Ask any teacher if the spring was sustainable and they will say “No.”

First, everything we achieved was built on relationships that started in the fall of last year. This fall, we will have new students in almost all of our classes. Moreover, many of these classes will not have learned as much as one third of last year’s curriculum. Kindergarten and Grade 1 will feel this in particular, especially in reading. Second, emergency remote teaching kept things going, but on an emergency basis only. Lots of students were simply left out of the measures. We teachers knew this because we saw it directly. Emergency remote teaching was meant to buy time, not to maintain public education at pre-COVID levels. Finally, if attendance remains optional, grades remain meaningless, and education continues to be devalued, then even more students will opt out or be left out of public education – due to a lack of planning and preparation on the part of government.

Where’s the plan for what comes next?

The bottom line is that no matter how prepared we are, there will be tradeoffs and less public education will be provided overall during COVID-19. Any plan will, either implicitly or explicitly, prioritize some students over others.
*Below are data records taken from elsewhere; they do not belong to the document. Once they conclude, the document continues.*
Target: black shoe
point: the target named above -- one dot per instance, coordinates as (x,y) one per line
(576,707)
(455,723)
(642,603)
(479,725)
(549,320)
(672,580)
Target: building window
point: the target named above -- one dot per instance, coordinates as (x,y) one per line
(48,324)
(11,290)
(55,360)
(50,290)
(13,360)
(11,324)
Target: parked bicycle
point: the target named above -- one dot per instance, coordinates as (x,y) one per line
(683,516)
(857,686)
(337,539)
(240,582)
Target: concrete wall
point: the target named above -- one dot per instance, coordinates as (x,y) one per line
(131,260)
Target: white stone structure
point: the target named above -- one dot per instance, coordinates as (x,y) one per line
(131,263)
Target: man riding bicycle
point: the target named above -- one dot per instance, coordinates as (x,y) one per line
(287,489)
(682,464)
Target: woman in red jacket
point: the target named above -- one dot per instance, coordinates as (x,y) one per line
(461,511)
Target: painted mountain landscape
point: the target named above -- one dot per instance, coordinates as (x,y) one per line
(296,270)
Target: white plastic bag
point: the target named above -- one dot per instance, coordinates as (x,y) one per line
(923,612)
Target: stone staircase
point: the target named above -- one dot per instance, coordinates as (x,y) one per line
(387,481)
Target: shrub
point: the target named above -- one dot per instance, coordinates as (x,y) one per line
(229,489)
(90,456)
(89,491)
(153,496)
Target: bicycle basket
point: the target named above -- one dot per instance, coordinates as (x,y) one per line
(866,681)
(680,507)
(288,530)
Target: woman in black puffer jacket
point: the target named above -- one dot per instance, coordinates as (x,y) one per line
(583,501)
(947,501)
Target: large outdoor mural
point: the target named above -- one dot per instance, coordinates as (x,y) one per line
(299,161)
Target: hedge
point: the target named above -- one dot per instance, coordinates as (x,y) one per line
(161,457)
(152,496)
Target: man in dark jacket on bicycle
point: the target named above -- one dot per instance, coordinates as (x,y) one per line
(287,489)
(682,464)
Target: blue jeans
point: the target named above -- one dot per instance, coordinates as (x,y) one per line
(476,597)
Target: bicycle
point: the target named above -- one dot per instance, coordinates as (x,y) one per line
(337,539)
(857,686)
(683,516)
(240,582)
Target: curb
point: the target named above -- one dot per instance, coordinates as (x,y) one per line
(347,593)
Without a clear plan, it’s much likelier that vulnerable, disabled, and marginalized students will be the ones left out the most. That’s why a solid plan for public education is needed now.

Beyond prioritizing education for those who need support the most, plans must also protect student and educator safety, based on the mandate of public education. Public health sets minimum standards, many that are based on what’s practical for contact tracing. It’s aim is to keep hospitals open and to slow the spread to a more manageable level. Schools protect student health on an individual basis. As employers, schools must also provide employees with safe workplaces. Given this, plans should prepare schools to protect student health by safely reopening schools and should provide resources to support educators’ occupational health and safety.

Public education is essential. Students and families need access to public schools. Students, teachers, and other educators must be safe to learn at school. In-person instruction benefits the most students. Plans should be based on the reality of schools, the needs of students, and the knowledge of educators. We’ve had time to do this right. So, where’s the plan?